In [25]:
import pandas as pd
import torch
from transformers import AutoTokenizer, AutoModel
from google.colab import drive
from sklearn.model_selection import train_test_split

drive.mount('/content/drive')
file_path1 = '/content/drive/MyDrive/mathbert_embeddings.pt'
embeddings = torch.load(file_path1, map_location=torch.device('cpu'), weights_only = True)
print("Loaded embeddings shape:", embeddings.shape)


Drive already mounted at /content/drive; to attempt to forcibly remount, call drive.mount("/content/drive", force_remount=True).
Loaded embeddings shape: torch.Size([4370, 768])


In [26]:
import pandas as pd
file_path2 = '/content/drive/MyDrive/finalDataSet.csv'
df = pd.read_csv(file_path2)
Y = df['MisconceptionId'].astype(int)
print(Y[:5])
Y_tensor = torch.tensor(Y.values) if isinstance(Y, pd.Series) else torch.tensor(Y)

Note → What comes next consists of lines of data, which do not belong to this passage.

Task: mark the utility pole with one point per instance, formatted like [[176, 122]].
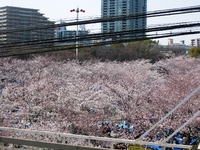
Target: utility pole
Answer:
[[77, 17]]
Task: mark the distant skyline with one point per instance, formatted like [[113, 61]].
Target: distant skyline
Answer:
[[60, 10]]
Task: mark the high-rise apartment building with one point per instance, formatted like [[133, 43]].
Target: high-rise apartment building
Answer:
[[14, 19], [123, 7]]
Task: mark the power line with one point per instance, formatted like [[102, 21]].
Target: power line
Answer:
[[54, 49], [99, 36], [159, 13]]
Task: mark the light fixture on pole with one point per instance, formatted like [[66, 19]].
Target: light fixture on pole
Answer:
[[77, 11]]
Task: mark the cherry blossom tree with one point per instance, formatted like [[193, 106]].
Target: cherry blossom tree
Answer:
[[62, 96]]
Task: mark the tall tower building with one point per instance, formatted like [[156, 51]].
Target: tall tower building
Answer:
[[17, 19], [123, 7]]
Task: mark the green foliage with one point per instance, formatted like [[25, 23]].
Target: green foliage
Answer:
[[194, 52]]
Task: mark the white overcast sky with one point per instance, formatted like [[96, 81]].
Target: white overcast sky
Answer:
[[60, 10]]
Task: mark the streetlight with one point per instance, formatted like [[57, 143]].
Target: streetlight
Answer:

train_embeddings, val_test_embeddings, train_Y, val_test_Y = train_test_split(
    embeddings, Y_tensor, test_size=0.2, random_state=42
)

# Then, split the 20% into 10% validation and 10% test
val_embeddings, test_embeddings, val_Y, test_Y = train_test_split(
    val_test_embeddings, val_test_Y, test_size=0.5, random_state=42
)


0    2142
1    1287
2    1180
3     686
4     329
Name: MisconceptionId, dtype: int64


In [36]:
import torch.nn as nn

# Define a simple linear classifier model
class LinearClassifier(nn.Module):
    def __init__(self, input_dim, output_dim):
        super(LinearClassifier, self).__init__()
        self.linear = nn.Linear(input_dim, output_dim)

    def forward(self, x):
        return self.linear(x)

# Get the input size from embeddings and the number of classes from Y
input_dim = embeddings.shape[1]  # Embedding dimension
max_label_value = Y_tensor.max().item()

# Initialize the model
model = LinearClassifier(input_dim=input_dim, output_dim=max_label_value + 1)


In [37]:
import torch.optim as optim
from sklearn.metrics import accuracy_score

learning_rate = 1e-4
batch_size = 32
num_epochs = 250

# Loss function and optimizer
criterion = nn.CrossEntropyLoss()
optimizer = optim.Adam(model.parameters(), lr=learning_rate)

for epoch in range(num_epochs):
    epoch_loss = 0.0
    model.train()  # Set the model to training mode

    # Shuffle training data at the beginning of each epoch
    perm = torch.randperm(train_embeddings.shape[0])
    train_embeddings_shuffled = train_embeddings[perm]
    train_Y_shuffled = train_Y[perm]

    # Process inputs in batches for training
    for i in range(0, train_embeddings.shape[0], batch_size):
        batch_embeddings = train_embeddings_shuffled[i:i + batch_size]
        batch_labels = train_Y_shuffled[i:i + batch_size]

        # Zero the parameter gradients
        optimizer.zero_grad()

        # Forward pass
        outputs = model(batch_embeddings)

        # Compute loss
        loss = criterion(outputs, batch_labels)

        # Backward pass and optimization
        loss.backward()
        optimizer.step()

        # Accumulate the loss
        epoch_loss += loss.item()

    # Validation every 10 epochs
    if (epoch + 1) % 25 == 0:
        model.eval()  # Set the model to evaluation mode
        with torch.no_grad():
            val_outputs = model(val_embeddings)
            _, val_preds = torch.max(val_outputs, dim=1)
            val_accuracy = accuracy_score(val_Y.cpu(), val_preds.cpu())  # Calculate accuracy
        print(f"Epoch [{epoch+1}/{num_epochs}], Loss: {epoch_loss:.4f}, Validation Accuracy: {val_accuracy:.4f}")

# Evaluate the model on the test set
model.eval()  # Set the model to evaluation mode
with torch.no_grad():
    test_outputs = model(test_embeddings)
    _, test_preds = torch.max(test_outputs, dim=1)
    test_accuracy = accuracy_score(test_Y.cpu(), test_preds.cpu())  # Calculate accuracy
print(f"Test Accuracy: {test_accuracy:.4f}")


Epoch [25/250], Loss: 250.0403, Validation Accuracy: 0.2151
Epoch [50/250], Loss: 118.6969, Validation Accuracy: 0.2334
Epoch [75/250], Loss: 78.3719, Validation Accuracy: 0.2311
Epoch [100/250], Loss: 58.9213, Validation Accuracy: 0.2494
Epoch [125/250], Loss: 47.4682, Validation Accuracy: 0.2563
Epoch [150/250], Loss: 39.2452, Validation Accuracy: 0.2494
Epoch [175/250], Loss: 33.5048, Validation Accuracy: 0.2563
Epoch [200/250], Loss: 29.2119, Validation Accuracy: 0.2586
Epoch [225/250], Loss: 25.9719, Validation Accuracy: 0.2586
Epoch [250/250], Loss: 23.2783, Validation Accuracy: 0.2586
Test Accuracy: 0.2609